SALES of new homes across Queensland have dipped 38.5% compared to the previous financial year.
Latest figures from the HIA new home sales report showed further dips of almost 5% in June, impacting heavily on high-growth areas such as Logan.
“The rise in the cash rate over the past year has seen a significant decline in the volume of new homes sales. This will result in the least number of new homes commencing construction for more than a decade in 2024,” HIA chief economist Tim Reardon said.
“The last year has seen the impact of a 4% increase in the RBA’s cash rate filter through to the new home market, compounding the impact of soaring construction costs across the industry.
“A significant number of existing projects are also being cancelled, as buyers find themselves unable to obtain finance after interest rates and construction costs continued upwards since they signed the contract.
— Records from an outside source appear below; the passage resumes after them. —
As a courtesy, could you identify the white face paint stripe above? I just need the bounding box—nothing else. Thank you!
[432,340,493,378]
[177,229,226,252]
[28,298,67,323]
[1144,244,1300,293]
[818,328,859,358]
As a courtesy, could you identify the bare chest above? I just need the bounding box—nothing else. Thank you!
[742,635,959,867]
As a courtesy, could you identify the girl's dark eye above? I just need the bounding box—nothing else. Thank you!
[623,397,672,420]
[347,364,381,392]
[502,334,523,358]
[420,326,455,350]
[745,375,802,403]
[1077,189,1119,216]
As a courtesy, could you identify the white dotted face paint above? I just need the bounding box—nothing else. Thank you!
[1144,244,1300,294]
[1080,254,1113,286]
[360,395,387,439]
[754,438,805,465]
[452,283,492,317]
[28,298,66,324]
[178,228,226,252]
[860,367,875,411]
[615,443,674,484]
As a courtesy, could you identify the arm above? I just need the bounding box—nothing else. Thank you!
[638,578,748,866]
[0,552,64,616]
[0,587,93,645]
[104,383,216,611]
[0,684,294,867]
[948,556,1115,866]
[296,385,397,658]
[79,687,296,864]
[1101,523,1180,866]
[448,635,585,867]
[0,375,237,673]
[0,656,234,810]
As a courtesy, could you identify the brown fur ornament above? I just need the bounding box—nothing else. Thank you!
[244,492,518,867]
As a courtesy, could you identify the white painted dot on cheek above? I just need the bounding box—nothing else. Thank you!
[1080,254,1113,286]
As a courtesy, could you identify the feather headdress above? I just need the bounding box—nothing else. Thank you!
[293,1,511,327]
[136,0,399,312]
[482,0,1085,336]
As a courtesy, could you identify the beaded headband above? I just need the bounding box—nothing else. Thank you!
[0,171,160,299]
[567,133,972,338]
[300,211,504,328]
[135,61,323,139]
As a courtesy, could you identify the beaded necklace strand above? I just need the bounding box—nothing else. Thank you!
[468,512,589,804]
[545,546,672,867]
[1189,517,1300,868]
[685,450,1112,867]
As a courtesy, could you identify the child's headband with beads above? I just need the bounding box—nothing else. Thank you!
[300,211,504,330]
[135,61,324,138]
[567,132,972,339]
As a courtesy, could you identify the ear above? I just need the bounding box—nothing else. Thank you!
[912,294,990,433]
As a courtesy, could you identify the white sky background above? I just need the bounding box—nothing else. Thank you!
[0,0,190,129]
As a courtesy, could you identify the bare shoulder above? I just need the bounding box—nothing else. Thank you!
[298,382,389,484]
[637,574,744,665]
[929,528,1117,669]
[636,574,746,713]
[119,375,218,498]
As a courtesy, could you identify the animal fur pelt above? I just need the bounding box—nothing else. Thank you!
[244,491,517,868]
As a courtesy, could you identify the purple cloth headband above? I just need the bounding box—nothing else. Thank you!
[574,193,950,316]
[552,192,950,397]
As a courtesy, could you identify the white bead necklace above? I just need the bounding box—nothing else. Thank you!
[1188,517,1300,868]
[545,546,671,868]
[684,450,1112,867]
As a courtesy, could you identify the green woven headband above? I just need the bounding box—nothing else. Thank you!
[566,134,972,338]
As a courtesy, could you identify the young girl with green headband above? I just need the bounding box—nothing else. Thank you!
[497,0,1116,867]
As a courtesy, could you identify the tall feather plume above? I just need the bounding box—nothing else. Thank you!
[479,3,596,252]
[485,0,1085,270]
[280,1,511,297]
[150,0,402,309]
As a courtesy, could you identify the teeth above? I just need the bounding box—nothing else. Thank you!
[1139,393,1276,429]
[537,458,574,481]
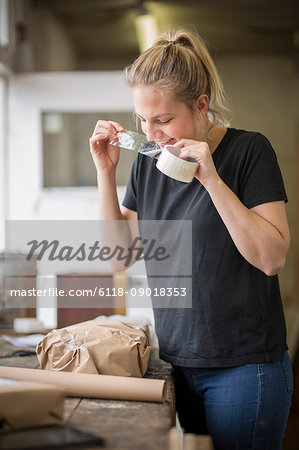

“This lack of new work entering the pipeline will result in fewer projects being commenced, and the volume of work under construction shrinking rapidly from late this year.
“This will occur at the same time that Australia has a pre-existing shortage of housing, and overseas workers and students return to Australia in record numbers.”
Mr Reardon said addressing the shortage of housing required policymakers to stop increasing the cost of new homes through taxes and regulatory imposts.
“The more homes are taxed, directly or indirectly, the fewer homes will be built,” he said.